Anne of Green Gables Novels #1: Anne of Green Gables
By Lucy Maud Montgomery
Matthew and Marilla Cuthbert have decided to adopt an orphan. They want a nice sturdy boy to help Matthew with the farm chores. The orphanage sends a girl instead - a mischievous, talkative redhead who the Cuthberts are sure will be no use at all. But as soon as Anne arrives at the snug white farmhouse called Green Gables, she knows she wants to stay forever. And the longer Anne stays, the harder it is for anyone to imagine Green Gables without her.
That is what Anne of Green Gables is about. An adorable orphaned girl. Yes, we learn she has had a miserable childhood prior to coming to Green Gables, but we also learn that she has an indomitable, creative spirit. As a result, the difficulties in her past are barely blips in the scope of her future.
This is not the Anne in the new Anne with an E series on Netflix. Here's a trailer for it if you haven't watched it yet.
What we generally assume from the book as Anne's quirky, imaginative, lively characteristics are turned into post-traumatic, survival mechanisms.
While entertaining, it is not the Anne of Lucy Maud Montgomery. It is a gritty, realistic view written by Moira Walley-Beckett, a writer known for her work on “Breaking Bad." The saying "consider the source" applies well in this situation.
This Anne is more violent.
She is more worldly (not by her own fault, but she still is.)
Yes, there was feminism in the book but it was first wave feminism.
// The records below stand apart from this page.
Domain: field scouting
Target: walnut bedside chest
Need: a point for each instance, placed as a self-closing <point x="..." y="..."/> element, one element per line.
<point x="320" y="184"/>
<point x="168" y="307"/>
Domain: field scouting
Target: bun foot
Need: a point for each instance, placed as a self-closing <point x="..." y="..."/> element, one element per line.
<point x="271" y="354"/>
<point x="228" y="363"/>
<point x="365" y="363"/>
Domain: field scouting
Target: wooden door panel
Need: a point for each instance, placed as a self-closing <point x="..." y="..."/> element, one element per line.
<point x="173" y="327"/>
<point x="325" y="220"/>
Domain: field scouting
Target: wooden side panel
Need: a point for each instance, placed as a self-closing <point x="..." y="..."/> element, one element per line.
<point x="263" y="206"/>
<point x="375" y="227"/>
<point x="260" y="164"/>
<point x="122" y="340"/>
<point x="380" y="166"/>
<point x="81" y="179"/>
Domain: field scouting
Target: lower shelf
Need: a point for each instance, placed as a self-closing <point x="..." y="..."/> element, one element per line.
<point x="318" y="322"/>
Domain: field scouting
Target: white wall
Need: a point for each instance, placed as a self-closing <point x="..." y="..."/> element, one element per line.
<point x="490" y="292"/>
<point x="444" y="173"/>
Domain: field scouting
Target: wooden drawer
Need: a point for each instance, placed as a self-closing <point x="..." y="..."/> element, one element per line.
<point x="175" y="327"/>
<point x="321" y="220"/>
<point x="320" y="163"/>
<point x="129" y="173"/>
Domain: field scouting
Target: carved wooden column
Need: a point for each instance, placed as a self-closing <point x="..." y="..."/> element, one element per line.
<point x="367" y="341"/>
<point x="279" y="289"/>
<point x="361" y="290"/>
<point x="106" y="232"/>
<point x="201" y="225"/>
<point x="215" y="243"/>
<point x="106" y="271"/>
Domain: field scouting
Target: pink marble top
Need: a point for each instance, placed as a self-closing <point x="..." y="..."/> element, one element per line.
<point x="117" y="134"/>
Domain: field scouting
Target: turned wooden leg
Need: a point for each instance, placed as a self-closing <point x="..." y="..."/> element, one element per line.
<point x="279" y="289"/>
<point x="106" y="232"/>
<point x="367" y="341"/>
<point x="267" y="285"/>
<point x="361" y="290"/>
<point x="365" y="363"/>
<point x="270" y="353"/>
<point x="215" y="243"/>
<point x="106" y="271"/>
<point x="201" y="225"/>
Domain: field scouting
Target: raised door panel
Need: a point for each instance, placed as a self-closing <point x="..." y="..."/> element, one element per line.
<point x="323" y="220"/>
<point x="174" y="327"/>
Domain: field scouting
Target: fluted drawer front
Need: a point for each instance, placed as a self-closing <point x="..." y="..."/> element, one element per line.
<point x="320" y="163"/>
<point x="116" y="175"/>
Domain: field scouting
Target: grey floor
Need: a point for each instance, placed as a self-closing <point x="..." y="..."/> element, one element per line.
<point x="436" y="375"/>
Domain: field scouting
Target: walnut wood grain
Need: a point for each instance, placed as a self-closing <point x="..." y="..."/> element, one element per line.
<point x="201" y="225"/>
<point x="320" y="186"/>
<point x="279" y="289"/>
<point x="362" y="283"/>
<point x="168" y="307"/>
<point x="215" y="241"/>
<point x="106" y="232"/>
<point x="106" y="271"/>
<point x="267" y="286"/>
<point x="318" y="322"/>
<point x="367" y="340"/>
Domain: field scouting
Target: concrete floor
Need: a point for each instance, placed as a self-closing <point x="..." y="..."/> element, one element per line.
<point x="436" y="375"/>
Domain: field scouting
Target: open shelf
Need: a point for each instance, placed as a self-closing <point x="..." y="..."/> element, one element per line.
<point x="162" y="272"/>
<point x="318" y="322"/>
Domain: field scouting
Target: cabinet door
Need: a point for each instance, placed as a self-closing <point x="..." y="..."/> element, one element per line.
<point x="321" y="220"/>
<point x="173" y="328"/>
Think suffragists. But Anne with an E presents more of the third wave feminism we face today.
Attempts to flesh out other characters brings additional topics not mentioned in Montgomery's like attempted suicide and lesbianism.
It shows victimization without victors.
As Annie Holmquist noted in her commentary,
The main, praiseworthy characters, such as Anne, Leslie, and others, were those who had endured genuine suffering – including sexual harassment, bullying, and poverty - but rose above those tragedies and determined not to fixate on them. They moved on with life and seemed happier and better adjusted than those who had minor problems, but chose to continually air them to everyone who would listen. In other words, Montgomery gives the subtle message that dwelling on one’s victimhood – no matter how big or small – only makes things worse.
So, while we have watched it, I don't fully recommend it. One benefit of watching, however, is that my daughter wants to read the book now to meet the "real" Anne!